Families told NPR that Venezuelans sent from Texas to Caracas were inside a guarded hotel when twin earthquakes brought it down.

Lucas Ferreira

By Lucas Ferreira · Science & Environment Writer

3 min read

Deportees from U.S. among victims after Venezuela hotel collapse
Photo: NPR

Venezuelans deported from the United States were caught in a deadly hotel collapse in La Guaira just hours after arriving in Caracas, NPR reported. Families told the network that the deportees were being processed in a guarded hotel when twin earthquakes struck and the building gave way.

The flight from Texas carried 146 Venezuelan nationals, including women and children, according to NPR. Accounts of how many deportees survived remain unclear, and the Venezuelan agency responsible for transporting them declined to provide a toll to the network.

The agency told NPR in a WhatsApp message that families had been notified about their relatives’ status. Some relatives disputed that account, saying they have searched hospitals, shelters and morgues on their own.

Families search after collapse

Georgelyss Montes told NPR that her best friend, Angelo Mejía Meléndez, was among those killed. She said she had last seen him four years earlier at a farewell gathering before he left Venezuela for the United States.

Mejía Meléndez had been living in Miami and working at a pier, according to NPR. His family expected to reunite with him after his deportation, but instead spent days looking for him before identifying his body by a pizza tattoo on his arm, Montes told the network.

In a voice message to his mother before his deportation, Mejía Meléndez said he was doing well at work and that his bosses had named a new jet ski after him, NPR reported. Montes described the loss as painful, saying the two had grown up together.
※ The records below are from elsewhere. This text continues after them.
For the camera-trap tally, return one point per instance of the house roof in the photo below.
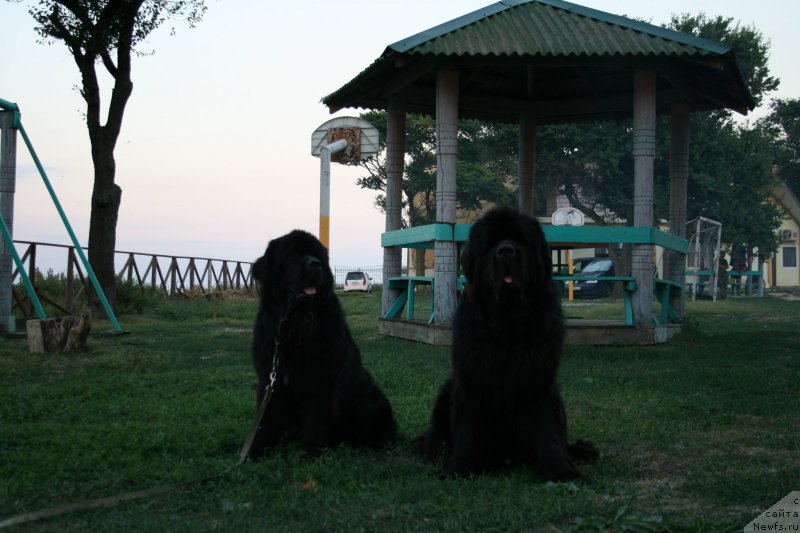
(784, 195)
(563, 61)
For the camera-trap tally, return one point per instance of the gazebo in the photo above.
(544, 62)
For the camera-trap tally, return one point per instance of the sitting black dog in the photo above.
(322, 396)
(502, 405)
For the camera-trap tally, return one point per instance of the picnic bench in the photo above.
(559, 237)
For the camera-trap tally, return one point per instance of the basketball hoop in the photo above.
(341, 140)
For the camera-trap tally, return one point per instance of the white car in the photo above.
(357, 281)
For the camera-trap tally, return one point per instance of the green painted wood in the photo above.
(559, 236)
(397, 306)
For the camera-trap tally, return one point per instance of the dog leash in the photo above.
(112, 501)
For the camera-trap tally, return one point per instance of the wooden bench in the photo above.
(628, 285)
(407, 286)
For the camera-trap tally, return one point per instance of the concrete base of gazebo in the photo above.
(597, 332)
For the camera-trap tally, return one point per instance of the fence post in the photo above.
(70, 276)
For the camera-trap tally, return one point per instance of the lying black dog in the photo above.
(502, 404)
(323, 396)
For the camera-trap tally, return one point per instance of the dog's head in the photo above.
(506, 255)
(295, 269)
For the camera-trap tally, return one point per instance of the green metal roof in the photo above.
(560, 60)
(551, 28)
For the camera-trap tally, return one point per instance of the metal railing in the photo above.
(172, 275)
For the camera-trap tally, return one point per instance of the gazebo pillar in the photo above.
(527, 162)
(444, 303)
(679, 175)
(644, 150)
(395, 157)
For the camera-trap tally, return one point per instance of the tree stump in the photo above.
(54, 335)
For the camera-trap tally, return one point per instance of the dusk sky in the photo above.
(214, 157)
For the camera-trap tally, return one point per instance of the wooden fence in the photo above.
(173, 275)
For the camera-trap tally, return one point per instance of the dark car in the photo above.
(587, 286)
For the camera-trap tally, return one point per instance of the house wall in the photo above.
(786, 275)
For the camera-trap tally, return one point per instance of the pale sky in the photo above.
(214, 156)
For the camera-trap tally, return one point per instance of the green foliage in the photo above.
(687, 431)
(487, 163)
(749, 45)
(784, 123)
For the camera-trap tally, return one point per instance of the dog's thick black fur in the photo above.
(502, 405)
(323, 396)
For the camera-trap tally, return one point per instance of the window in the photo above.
(789, 255)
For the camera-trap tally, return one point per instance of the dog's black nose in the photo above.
(506, 249)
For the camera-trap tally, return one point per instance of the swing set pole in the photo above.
(98, 290)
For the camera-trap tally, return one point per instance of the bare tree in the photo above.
(106, 32)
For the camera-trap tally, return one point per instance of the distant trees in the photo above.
(486, 167)
(106, 33)
(784, 121)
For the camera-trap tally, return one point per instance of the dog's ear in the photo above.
(541, 250)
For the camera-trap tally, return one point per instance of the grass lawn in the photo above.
(699, 434)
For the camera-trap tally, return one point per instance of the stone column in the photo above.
(446, 157)
(644, 150)
(527, 162)
(395, 156)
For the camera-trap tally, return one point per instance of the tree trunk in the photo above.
(106, 196)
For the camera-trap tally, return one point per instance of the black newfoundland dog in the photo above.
(502, 405)
(322, 396)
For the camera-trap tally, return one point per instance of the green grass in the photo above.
(697, 434)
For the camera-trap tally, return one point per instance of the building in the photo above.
(782, 269)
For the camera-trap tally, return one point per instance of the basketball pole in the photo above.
(325, 189)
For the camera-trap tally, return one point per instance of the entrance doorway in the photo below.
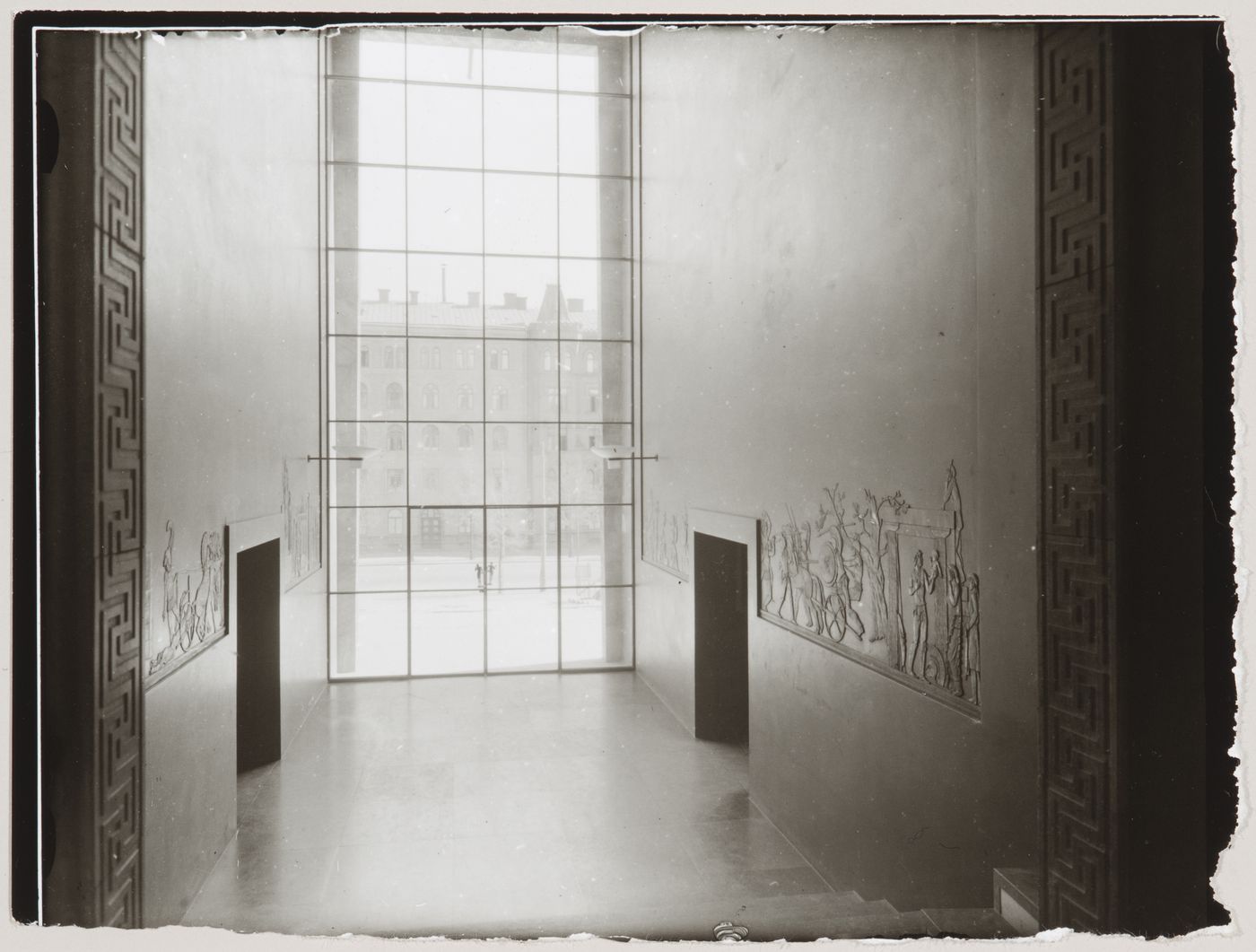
(721, 662)
(259, 740)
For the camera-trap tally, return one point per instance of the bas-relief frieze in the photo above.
(883, 581)
(192, 613)
(665, 541)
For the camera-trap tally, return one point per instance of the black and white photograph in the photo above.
(716, 478)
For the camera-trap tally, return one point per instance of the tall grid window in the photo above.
(479, 204)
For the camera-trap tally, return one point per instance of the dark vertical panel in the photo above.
(1159, 502)
(1218, 341)
(91, 393)
(721, 672)
(259, 736)
(24, 804)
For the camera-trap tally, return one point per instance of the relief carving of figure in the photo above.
(170, 584)
(920, 587)
(955, 637)
(768, 550)
(973, 637)
(785, 572)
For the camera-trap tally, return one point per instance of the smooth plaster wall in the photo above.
(231, 389)
(838, 285)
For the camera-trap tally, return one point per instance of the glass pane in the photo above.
(520, 464)
(446, 549)
(523, 629)
(445, 294)
(588, 477)
(598, 297)
(597, 627)
(519, 57)
(442, 54)
(368, 53)
(368, 379)
(368, 635)
(446, 464)
(445, 211)
(368, 293)
(442, 127)
(521, 297)
(597, 546)
(520, 214)
(592, 63)
(520, 131)
(598, 380)
(367, 121)
(379, 478)
(593, 217)
(367, 207)
(446, 632)
(521, 547)
(594, 135)
(520, 380)
(368, 550)
(445, 379)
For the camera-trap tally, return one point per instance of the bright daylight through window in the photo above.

Another family is still looking for Víctor Guanipa Toyo, 32, who had lived in Pecos, Texas, his brother Alonso Guanipa Toyo told NPR. He said Víctor worked construction during the day and drove for a rideshare service at night.
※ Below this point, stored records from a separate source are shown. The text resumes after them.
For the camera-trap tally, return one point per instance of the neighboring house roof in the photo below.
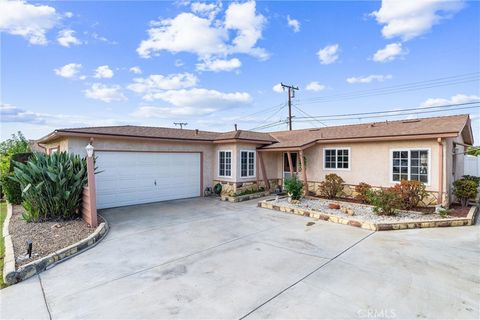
(447, 125)
(450, 126)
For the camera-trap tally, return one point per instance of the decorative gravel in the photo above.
(46, 237)
(361, 212)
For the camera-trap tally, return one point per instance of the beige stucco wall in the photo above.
(370, 162)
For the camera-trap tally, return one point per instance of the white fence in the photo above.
(472, 166)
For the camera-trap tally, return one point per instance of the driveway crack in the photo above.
(306, 276)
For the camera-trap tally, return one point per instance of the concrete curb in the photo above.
(446, 222)
(245, 197)
(9, 258)
(11, 276)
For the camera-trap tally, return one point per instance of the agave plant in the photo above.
(52, 185)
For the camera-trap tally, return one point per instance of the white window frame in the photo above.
(254, 163)
(336, 149)
(231, 164)
(429, 153)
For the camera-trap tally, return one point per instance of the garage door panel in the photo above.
(141, 177)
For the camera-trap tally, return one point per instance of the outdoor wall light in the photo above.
(89, 149)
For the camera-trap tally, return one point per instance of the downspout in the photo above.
(440, 171)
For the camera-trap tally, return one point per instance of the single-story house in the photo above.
(147, 164)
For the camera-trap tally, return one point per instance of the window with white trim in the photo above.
(225, 163)
(410, 164)
(247, 163)
(336, 159)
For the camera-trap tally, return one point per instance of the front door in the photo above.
(286, 165)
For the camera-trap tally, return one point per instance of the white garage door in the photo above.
(128, 178)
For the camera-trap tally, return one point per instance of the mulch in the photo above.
(456, 210)
(46, 237)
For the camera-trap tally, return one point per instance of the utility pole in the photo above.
(181, 124)
(291, 94)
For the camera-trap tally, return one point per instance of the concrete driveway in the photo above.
(202, 258)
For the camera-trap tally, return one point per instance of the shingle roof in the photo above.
(246, 135)
(145, 132)
(285, 139)
(422, 126)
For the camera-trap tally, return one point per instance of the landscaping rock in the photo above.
(335, 206)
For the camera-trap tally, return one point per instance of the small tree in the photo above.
(362, 190)
(8, 148)
(294, 187)
(464, 190)
(332, 186)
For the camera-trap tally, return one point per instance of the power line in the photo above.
(271, 116)
(394, 111)
(420, 85)
(310, 116)
(392, 115)
(291, 94)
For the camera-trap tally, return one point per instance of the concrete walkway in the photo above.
(202, 258)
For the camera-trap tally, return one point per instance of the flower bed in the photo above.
(52, 242)
(363, 216)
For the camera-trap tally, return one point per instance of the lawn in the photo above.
(3, 215)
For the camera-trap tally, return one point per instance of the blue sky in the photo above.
(213, 64)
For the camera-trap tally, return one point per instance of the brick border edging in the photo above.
(245, 197)
(447, 222)
(12, 275)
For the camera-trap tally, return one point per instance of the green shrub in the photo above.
(52, 185)
(332, 186)
(17, 144)
(362, 190)
(11, 189)
(472, 178)
(294, 187)
(411, 192)
(465, 189)
(385, 201)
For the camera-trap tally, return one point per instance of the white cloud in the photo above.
(184, 33)
(390, 52)
(157, 83)
(329, 54)
(69, 70)
(103, 72)
(67, 38)
(11, 113)
(315, 86)
(105, 93)
(219, 65)
(242, 18)
(136, 70)
(277, 88)
(203, 98)
(370, 78)
(456, 99)
(294, 24)
(408, 19)
(205, 37)
(208, 10)
(148, 112)
(27, 20)
(178, 63)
Alonso Guanipa Toyo told NPR that his brother was detained by immigration authorities in Texas on June 12 after he and his wife were picked up at a nightclub. He said Víctor had no criminal record and was in the United States legally.

After learning of the earthquakes, Alonso said he searched for the building where the deportees had been taken and saw that it had collapsed. He told NPR that a database suggested his brother might be in a hospital, but as of Monday the family had not found him.

Questions over deportations

NPR reported that it was not clear whether the Trump administration would continue deportations to Venezuela after the earthquakes. The Department of Homeland Security did not respond to NPR’s request for comment.

Oswadeliz Núñez told NPR that her son, Daniel Núñez, remains missing after being deported. She said he had lived in Jacksonville, Florida, for nearly five years and worked in construction.

She told NPR that Daniel called her roughly 30 minutes before the earthquakes to say he had landed in Venezuela and was being processed. She said her son’s offenses were crossing the border illegally and a misdemeanor for driving without a license, and that immigration authorities arrested him on his way to work in May.

Oswadeliz Núñez said she still hopes her son is alive, but added that families need help recovering people from the rubble. “We need their bodies,” she told NPR.

This story draws on original reporting from NPR.